By LabMedica International staff writers
Posted on 04 Apr 2022

Biomarkers have been identified that were able to differentiate between classical Alzeheimer’s disease and subcortical small-vessel disease (SSVD), which is the most common vascular cognitive disorder.

Since no disease-specific cerebrospinal fluid (CSF) biomarkers are available for SSVD, the aim of investigators at the University of Gothenburg (Sweden) was to identify such markers.


Image: Dementia, which can be caused by buildup of toxic molecules, cause brain injury, loss of memory and decline in intelligence (Photo courtesy of 123rf.com)
Image: Dementia, which can be caused by buildup of toxic molecules, cause brain injury, loss of memory and decline in intelligence (Photo courtesy of 123rf.com)

For this study, the investigators worked with 170 healthy controls and patients from the Gothenburg Mild Cognitive Impairment (MCI) study who had been clinically diagnosed with SSVD dementia, Alzheimer's disease (AD), or mixed AD/SSVD. The investigators quantified CSF levels of amyloid-beta (Abeta)x-38, Abetax-40, Abetax-42, as well as soluble amyloid precursor protein (sAPP)-alpha and sAPP-beta.

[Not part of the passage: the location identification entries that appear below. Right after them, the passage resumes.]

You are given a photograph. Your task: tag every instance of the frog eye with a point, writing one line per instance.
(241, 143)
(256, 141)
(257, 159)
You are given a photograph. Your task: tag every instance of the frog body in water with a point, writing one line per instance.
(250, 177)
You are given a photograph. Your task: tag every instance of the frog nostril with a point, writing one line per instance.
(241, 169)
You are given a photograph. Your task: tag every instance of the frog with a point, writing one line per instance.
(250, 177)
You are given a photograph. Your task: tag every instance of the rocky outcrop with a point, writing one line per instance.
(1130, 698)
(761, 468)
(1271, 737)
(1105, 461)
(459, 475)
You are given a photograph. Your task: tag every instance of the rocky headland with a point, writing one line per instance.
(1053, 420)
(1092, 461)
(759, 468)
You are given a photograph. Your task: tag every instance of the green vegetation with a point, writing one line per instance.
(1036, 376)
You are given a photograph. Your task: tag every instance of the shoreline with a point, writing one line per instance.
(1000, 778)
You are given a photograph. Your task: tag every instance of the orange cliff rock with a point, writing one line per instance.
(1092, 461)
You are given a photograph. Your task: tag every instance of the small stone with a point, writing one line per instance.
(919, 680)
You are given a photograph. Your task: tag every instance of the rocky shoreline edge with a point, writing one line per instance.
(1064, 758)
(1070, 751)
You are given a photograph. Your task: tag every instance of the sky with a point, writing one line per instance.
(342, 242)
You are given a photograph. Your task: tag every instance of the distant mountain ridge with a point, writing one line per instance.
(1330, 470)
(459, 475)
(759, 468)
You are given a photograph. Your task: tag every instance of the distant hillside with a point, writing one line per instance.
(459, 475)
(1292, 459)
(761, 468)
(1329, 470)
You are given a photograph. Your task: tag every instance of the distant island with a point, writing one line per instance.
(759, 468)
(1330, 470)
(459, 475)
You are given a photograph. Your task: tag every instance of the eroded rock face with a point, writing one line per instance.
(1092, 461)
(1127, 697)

Results revealed that sAPP-beta was lower in SSVD patients than in AD patients and controls. Receiver-operating characteristic (ROC) analyses showed that sAPP-beta moderately separated SSVD from AD and controls. Moreover, the CSF/serum albumin ratio was elevated exclusively in SSVD and could moderately separate SSVD from the other groups. These results showed that SSVD had a biomarker profile that differed from that of AD and controls, and to some extent also from mixed AD/SSVD, suggesting that signs of blood-brain barrier dysfunction and sAPP-beta could be additional tools to diagnose SSVD.

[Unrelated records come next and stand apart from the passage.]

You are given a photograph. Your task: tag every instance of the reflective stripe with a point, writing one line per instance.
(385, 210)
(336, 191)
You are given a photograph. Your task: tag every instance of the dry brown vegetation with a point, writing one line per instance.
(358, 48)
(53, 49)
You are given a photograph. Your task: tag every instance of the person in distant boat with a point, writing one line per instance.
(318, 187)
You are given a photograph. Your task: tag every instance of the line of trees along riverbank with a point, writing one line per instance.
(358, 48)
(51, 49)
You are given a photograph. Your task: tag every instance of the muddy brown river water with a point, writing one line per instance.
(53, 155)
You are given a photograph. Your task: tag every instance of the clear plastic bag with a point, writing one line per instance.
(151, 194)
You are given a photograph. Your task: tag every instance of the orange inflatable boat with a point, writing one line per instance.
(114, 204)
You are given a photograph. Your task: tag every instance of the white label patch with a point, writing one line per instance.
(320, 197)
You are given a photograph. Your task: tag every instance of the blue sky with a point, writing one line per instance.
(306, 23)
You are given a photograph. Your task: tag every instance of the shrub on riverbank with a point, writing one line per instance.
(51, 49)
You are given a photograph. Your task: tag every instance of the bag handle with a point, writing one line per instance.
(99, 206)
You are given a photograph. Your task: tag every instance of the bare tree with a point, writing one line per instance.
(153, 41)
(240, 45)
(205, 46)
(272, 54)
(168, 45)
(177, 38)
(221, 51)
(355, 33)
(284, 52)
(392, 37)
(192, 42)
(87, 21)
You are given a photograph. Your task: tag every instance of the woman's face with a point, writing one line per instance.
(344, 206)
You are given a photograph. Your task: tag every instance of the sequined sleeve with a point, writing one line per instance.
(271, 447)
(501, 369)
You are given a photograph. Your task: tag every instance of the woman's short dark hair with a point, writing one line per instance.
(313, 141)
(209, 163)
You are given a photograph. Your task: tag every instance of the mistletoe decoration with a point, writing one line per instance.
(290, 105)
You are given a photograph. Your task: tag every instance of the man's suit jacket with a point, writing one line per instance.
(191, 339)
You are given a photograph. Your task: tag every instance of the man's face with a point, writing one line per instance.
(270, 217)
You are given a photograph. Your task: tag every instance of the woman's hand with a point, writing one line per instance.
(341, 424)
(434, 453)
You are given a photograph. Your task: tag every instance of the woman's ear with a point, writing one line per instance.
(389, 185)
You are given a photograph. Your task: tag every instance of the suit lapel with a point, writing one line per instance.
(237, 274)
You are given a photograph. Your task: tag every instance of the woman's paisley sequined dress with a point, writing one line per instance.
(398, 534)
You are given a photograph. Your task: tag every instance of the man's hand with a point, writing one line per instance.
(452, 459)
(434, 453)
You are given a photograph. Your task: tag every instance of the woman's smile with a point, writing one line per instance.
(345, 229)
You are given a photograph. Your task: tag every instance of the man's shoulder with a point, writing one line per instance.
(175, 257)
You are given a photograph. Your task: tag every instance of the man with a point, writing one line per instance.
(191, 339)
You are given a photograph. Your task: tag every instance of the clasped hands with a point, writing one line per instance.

First author Dr. Petronella Kettunen, associate professor of neurobiology at the University of Gothenburg, said, “When we combined the biomarker for vascular injury with the protein fragment we identified, the potential for separating patients with subcortical small-vessel disease from control subjects, patients with Alzheimer’s disease, and patients with mixed dementia was improved. Up to now, we have had no markers for subcortical small-vessel disease, which means that the disease could not be easily identified by testing samples of spinal fluid or blood. We have now opened up an opportunity to identify the disease, enabling help for this patient group in the form of lifestyle changes and blood pressure-reducing medication.”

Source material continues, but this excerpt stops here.